Students are harking back to the seedy days of the BBC's 'Young Ones' era of bad hygiene, as a new report reveals a third arrive at university without ever having done housework.
The study, conducted by cleaning giant Vileda, saw a shocking 81 per cent of students admitting to living in conditions they described as "filthy".
After the hit BBC comedy series The Young Ones, cleaning experts have now dubbed the appalling hygiene conditions "The Young Ones Syndrome".
Although 36 per cent of fresher students describe themselves as the "very model of cleanliness" when they leave home for university, a further 30 per cent admitted that while they know how to do housework, they simply won’t be bothered once they leave home.
Many freshers arrive at university lacking even the most basic knowledge of how to clean and carry out basic household chores.
A spokesperson for Vileda described the chances of contracting an illness from the unclean accommodation as a "lottery".
“It is concerning so many admit they have been or are likely to be living in filthy conditions just because they can’t be bothered cleaning up or don’t know the basics of keeping things clean and hygienic."
Laura, a second year student at Cardiff, said although she tried her best to keep her student flat clean, it was difficult as her housemates had very different ideas of how they wanted to live.
"When I arrived at university one of my housemates, who was an international student, asked me if I was going to be doing his cooking, cleaning and washing up."
"But," she added, "my other housemate - who was English - was even worse.

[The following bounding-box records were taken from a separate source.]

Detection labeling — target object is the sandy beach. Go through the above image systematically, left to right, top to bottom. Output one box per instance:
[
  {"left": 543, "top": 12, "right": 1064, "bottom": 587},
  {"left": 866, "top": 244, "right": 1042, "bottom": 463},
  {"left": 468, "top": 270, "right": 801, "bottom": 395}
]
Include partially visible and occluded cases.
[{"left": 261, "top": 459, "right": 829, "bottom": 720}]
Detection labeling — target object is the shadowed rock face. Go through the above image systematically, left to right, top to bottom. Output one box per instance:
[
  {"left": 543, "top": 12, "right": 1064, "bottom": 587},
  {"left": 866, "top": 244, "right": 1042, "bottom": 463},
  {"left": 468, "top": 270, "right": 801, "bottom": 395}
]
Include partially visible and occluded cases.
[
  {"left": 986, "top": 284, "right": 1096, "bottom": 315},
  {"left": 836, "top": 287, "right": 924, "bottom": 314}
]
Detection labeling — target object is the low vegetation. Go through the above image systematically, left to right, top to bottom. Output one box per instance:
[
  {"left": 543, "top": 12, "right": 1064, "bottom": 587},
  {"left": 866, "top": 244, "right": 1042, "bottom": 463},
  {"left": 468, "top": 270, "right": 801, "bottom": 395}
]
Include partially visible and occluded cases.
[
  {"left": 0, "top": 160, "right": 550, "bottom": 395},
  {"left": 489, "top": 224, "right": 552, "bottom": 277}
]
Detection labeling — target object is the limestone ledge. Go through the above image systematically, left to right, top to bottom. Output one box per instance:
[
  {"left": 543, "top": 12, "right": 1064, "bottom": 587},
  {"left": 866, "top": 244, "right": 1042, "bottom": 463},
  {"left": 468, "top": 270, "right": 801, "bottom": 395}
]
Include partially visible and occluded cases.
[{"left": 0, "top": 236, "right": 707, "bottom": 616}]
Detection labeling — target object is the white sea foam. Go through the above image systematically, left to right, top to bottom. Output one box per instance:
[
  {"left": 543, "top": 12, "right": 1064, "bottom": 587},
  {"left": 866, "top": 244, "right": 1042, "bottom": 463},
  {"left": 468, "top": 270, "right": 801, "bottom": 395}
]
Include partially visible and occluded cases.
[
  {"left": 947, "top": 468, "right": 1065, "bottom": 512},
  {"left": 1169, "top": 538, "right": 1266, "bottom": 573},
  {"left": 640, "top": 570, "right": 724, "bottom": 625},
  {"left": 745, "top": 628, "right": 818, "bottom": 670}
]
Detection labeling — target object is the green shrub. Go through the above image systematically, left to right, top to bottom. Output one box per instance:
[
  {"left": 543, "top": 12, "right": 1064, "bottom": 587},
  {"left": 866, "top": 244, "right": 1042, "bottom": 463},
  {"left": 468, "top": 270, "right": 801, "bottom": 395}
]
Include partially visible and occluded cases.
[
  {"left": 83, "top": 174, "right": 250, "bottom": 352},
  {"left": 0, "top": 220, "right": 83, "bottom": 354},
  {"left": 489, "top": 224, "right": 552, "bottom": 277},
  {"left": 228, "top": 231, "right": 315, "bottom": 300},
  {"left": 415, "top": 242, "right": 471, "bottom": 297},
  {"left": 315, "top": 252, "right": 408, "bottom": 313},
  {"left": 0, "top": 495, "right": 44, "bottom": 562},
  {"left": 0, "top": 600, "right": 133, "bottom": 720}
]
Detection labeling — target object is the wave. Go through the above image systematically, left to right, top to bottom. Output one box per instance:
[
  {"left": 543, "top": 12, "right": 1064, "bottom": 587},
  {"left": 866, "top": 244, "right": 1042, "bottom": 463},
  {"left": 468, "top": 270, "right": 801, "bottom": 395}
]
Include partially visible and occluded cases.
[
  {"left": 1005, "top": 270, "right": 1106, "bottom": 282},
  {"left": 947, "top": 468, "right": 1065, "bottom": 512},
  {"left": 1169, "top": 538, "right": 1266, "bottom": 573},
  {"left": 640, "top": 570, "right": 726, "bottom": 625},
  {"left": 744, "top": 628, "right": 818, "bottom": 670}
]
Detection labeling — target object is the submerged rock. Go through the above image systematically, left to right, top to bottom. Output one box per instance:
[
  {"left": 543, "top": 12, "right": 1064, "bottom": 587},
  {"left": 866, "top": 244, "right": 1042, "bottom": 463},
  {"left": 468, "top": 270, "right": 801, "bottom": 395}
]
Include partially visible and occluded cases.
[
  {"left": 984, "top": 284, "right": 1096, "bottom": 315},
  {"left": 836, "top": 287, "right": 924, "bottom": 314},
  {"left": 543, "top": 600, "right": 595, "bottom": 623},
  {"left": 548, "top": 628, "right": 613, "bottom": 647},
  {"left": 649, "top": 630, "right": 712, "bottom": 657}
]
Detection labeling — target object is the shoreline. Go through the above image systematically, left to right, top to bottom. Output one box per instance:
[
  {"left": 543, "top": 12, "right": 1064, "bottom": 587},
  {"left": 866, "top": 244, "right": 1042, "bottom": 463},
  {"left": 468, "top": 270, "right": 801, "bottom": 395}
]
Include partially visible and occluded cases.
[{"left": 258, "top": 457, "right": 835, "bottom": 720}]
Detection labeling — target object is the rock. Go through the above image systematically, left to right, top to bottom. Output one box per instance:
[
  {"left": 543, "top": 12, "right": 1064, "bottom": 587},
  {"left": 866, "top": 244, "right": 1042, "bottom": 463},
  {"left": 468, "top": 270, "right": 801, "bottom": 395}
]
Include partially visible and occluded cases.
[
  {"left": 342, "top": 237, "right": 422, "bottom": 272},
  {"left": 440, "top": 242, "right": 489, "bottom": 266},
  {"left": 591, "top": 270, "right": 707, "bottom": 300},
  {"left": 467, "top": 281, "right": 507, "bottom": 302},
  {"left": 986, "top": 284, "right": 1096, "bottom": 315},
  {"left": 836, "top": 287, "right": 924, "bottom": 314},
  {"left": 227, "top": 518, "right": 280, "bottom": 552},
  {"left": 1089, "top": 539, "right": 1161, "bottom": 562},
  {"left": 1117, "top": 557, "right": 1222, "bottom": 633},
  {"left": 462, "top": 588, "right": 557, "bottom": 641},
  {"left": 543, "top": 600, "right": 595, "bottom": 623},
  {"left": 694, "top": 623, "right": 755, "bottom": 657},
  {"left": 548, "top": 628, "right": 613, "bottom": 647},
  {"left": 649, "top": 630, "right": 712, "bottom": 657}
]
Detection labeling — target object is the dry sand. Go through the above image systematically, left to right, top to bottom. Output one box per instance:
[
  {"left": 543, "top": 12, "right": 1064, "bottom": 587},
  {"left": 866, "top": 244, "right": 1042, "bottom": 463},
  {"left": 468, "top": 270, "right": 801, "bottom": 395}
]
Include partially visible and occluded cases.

He used paper plates and plastic cutlery so he didn't have to wash up. And he also used newspaper when he ran out of toilet paper."
According to the report, which surveyed 3,000 students, an astonishing 40 per cent of freshers said they would eat off paper plates so they don’t have to wash up.
Another 34 per cent arrive at university not even knowing how to wipe a kitchen surface or mop the floor. One in 10 former students admitted during their first year at university they swept dust under the rug to save them having to hoover the floor.
The Vileda spokesperson added: "Learning to do housework properly at this age is not only an important life lesson, but it’s easy if kept on top of regularly.”
And almost a third admit they had take-out meals which they ate directly from take-away containers almost every night to avoid washing up.